Closed chris-rands closed 2 years ago
Well, we’ll migrate that to .obsp
very soon, and therefore we might* concatenate .obsp
but definitely not stuff in .uns
. We might merge .uns
instead…
*might because graphs should probably be recalculated anyway: If you concatenate graphs, you get a graphs with disconnected parts, represented by a block diagonal matrix:
I think we'll allow merging obsp
, since there are cases where it's valid, but we should make it easy to exclude items from merges.
uns
is more difficult. I think it'll be difficult to tell which things are okay to merge, so I think I'd like to just drop it all/ have the user select a canonical version. Colors may be an exception to this.
I think we could offer
def concatenate(
...,
merge_uns: Literal[
'if_clean', # the default, throws an error on key collision, else just merges
'always', # ignores key collision, just overwrite earlier with later items
'never', # to avoid unwanted scanpy behavior, just return it empty
] = None,
):
...
Maybe you can come up with more.
Hi @giovp, would such an option in concatenate work for your spatial use case?

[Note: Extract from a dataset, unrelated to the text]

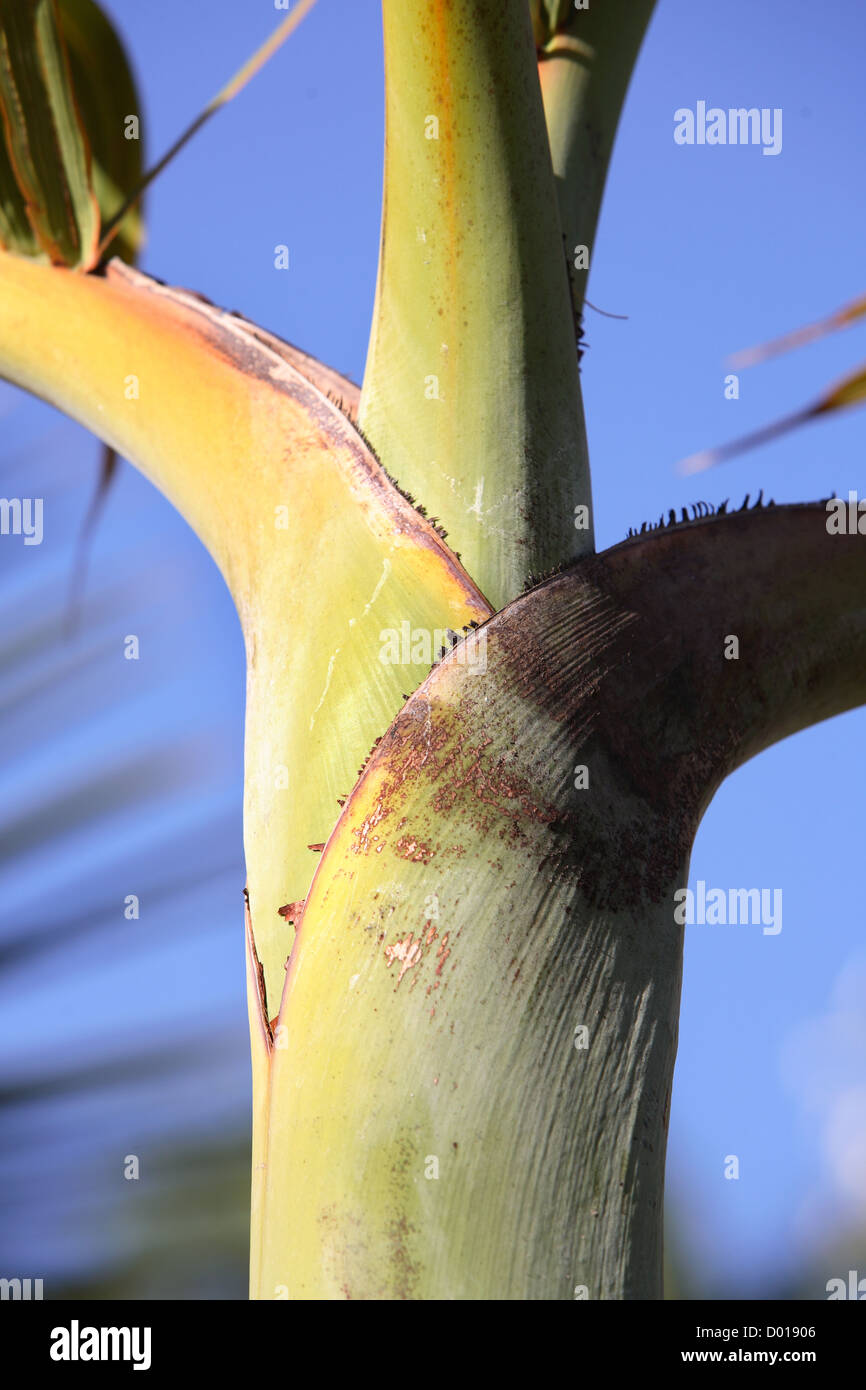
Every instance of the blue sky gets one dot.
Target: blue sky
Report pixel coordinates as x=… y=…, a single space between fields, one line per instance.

Similarly: You need to concat obsm['X_spatial']
, so we should just generally concatenate .obsm
entries
@flying-sheep, re - your last comment. I'm thinking of just providing the same options as xarray.

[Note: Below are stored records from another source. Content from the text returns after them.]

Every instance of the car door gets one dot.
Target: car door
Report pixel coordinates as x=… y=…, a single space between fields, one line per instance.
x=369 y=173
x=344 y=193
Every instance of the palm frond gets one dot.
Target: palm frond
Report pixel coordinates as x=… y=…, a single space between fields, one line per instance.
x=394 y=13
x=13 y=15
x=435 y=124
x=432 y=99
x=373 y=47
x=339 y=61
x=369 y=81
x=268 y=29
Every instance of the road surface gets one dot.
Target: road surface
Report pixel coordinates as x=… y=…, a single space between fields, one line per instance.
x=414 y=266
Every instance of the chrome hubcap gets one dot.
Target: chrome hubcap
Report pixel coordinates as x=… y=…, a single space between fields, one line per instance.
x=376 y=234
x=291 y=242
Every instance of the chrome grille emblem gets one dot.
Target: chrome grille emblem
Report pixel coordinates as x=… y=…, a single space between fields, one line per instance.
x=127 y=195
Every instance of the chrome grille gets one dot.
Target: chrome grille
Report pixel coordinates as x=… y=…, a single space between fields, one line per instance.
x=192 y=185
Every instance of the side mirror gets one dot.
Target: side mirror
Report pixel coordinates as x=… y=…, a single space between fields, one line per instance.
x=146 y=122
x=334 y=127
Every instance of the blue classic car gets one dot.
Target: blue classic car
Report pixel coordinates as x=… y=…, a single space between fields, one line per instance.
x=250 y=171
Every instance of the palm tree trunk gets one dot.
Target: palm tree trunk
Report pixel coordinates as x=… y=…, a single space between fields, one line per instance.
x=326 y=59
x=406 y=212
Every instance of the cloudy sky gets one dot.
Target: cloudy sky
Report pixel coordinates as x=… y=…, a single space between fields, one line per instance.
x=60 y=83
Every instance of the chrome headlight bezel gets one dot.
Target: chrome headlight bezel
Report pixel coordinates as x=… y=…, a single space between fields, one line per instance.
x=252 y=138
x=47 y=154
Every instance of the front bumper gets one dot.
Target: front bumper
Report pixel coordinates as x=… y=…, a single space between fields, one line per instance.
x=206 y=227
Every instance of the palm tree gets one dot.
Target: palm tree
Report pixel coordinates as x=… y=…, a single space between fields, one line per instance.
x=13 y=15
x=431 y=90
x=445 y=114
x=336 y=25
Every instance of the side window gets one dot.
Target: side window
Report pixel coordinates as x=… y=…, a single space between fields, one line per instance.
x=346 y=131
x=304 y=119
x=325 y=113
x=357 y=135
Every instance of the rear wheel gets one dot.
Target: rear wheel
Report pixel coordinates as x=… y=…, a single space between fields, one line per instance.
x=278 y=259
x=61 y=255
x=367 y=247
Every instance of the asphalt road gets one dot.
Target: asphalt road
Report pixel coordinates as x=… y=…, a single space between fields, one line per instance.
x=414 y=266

@giovp, could you go over how you store images in the Anndata object currently?
Link please
Here's the narrative docs, but the mainly the options for xr.concat
are what I'm thinking of.
Ha, that’s exactly the same idea as I had independently. Seems like indication that it’s a good one.
@ivirshup , images and scale factors are stored in Anndata as:
adata.uns['images']
adata.uns['scalefactors']
. Both of them are dictionaries that contains other elements, e.g.
adata.uns['images']['hires']
for high resolution images (stored as numpy arrays)adata.uns['scalefactors']['spot_diameter_fullres']
for spot diamteres (stored as float)In both cases, those elements needs to be retained after concatenation (e.g. with a list)
@flying-sheep yes that would work, one thing that needs to be taken into account is the shape of X_spatial
in case heterogeneous anndatas (spatial and not spatial) are concatenated. The easiest solution I believe would be to add zeros to concatenated_adata.obsm["X_spatial"]
if the original anndata did not have spatial coordinates
Yeah, I’d say we merge dictionaries recursively based on the selected strategy.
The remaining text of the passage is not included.